Politische Parteien[Bearbeiten | Quelltext bearbeiten]

Traditionell haben Parteien in Südamerika eine geringere Bedeutung im Prozess der politischen Meinungsbildung als in Europa. Als Gründe werden die vorwiegend präsidentiellen Regierungssysteme, der Caudillismo, die wirtschaftliche Ungleichheit oder auch das geringe demokratische Bewusstsein der politischen Klasse genannt. Die Parteienlandschaft Chiles nimmt hier eine Sonderrolle ein, denn bis zum Putsch Pinochets spielten Parteien in diesem Land eine wichtige Rolle im politischen System. Schon mit dem Sieg der parlamentarischen Kräfte im Bürgerkrieg von 1891 war einem strikten Präsidentialismus eine Absage erteilt worden.
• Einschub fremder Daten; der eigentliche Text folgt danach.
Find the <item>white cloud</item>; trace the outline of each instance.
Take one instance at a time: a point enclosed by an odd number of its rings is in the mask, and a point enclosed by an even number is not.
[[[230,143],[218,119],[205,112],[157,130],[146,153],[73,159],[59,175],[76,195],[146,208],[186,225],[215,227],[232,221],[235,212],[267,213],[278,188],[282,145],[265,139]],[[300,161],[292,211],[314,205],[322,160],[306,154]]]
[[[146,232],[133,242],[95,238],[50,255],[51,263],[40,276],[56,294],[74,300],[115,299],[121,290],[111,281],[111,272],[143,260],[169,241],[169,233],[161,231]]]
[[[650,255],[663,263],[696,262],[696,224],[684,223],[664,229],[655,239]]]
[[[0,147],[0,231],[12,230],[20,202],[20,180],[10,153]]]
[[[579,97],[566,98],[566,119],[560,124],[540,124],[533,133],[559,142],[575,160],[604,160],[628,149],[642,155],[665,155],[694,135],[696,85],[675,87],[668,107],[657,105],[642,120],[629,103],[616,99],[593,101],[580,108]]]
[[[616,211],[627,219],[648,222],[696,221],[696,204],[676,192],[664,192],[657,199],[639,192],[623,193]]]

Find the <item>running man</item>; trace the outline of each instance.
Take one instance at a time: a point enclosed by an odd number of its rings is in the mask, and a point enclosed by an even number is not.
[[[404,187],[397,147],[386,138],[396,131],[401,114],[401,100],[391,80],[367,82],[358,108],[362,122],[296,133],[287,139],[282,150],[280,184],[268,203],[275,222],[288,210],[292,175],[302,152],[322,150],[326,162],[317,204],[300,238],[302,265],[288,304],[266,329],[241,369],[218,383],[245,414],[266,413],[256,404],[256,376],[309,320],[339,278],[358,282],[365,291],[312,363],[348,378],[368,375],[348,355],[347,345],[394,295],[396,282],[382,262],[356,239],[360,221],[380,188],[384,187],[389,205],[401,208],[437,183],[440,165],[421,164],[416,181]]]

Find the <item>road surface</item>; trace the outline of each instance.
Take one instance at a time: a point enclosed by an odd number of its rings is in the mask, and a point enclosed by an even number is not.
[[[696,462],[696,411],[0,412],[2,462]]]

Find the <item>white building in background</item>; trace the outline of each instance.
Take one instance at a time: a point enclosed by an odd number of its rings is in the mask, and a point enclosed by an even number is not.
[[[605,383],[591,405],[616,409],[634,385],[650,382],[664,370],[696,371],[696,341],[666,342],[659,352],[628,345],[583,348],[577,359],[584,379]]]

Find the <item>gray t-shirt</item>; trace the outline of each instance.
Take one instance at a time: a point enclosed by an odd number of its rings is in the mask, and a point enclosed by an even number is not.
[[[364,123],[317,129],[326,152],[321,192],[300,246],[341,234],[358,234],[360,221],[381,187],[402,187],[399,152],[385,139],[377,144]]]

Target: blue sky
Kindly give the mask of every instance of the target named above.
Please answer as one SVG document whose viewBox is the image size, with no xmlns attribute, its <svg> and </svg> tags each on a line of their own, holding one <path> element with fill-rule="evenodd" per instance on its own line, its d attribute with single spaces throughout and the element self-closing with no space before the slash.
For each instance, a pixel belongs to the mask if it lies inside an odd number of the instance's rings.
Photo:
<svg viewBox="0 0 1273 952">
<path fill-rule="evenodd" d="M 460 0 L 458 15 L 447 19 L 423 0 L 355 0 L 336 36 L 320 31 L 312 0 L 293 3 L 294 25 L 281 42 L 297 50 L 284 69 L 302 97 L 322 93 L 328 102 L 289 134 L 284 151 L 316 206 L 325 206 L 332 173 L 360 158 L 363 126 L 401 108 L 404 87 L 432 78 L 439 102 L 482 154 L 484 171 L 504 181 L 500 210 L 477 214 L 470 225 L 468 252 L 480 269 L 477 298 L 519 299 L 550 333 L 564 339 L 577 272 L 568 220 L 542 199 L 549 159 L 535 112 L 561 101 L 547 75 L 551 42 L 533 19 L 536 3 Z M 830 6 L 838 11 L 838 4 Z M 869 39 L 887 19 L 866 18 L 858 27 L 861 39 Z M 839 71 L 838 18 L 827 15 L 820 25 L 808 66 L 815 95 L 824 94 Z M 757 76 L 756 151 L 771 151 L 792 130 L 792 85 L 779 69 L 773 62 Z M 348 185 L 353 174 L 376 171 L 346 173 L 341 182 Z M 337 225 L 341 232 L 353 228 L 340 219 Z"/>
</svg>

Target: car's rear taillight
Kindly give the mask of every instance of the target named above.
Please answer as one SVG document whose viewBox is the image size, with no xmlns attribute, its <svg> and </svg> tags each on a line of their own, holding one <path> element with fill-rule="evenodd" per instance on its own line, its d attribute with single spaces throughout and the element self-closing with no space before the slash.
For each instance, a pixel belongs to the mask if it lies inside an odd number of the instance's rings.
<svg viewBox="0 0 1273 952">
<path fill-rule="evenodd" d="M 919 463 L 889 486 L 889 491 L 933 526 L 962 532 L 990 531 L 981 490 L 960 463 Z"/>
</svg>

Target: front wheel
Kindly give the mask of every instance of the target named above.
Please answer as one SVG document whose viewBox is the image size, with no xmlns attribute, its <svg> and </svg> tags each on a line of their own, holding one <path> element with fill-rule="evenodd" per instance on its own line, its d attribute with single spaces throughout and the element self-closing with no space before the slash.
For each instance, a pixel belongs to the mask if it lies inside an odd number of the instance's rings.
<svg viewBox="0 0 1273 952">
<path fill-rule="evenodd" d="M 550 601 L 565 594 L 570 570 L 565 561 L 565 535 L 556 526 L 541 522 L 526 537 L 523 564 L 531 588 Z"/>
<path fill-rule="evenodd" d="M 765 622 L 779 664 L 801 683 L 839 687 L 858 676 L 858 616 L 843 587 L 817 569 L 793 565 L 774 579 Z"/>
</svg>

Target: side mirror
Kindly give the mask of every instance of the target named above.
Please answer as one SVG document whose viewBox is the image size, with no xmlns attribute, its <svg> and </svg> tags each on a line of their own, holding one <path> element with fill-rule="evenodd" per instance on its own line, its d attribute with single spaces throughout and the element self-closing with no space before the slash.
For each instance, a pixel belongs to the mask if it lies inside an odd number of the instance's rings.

Diese Tendenz setzte sich auch nach den späteren Verfassungsänderungen, die das präsidentielle System wiederherstellten, fort. Einen absoluten Bruch stellte die Zeit der Diktatur ab 1973 dar. Mit der erneuten Zulassung von Parteien begann 1987 eine völlig neue Epoche der chilenischen Parteiengeschichte.

Dreiteilung des Parteienspektrums[Bearbeiten | Quelltext bearbeiten]

Nach der Theorie der Konfliktlinien (Cleavage-Theorie) entstehen Parteien immer entlang der großen Konflikte einer Gesellschaft. Der US-amerikanische Politologe Michael Coppedge betont dabei (1998)[2], dass diejenigen Konfliktlinien die Parteienlandschaft prägen, die zum Zeitpunkt der Demokratisierung und der erstmaligen politischen Partizipation breiterer Bevölkerungsschichten im Vordergrund standen.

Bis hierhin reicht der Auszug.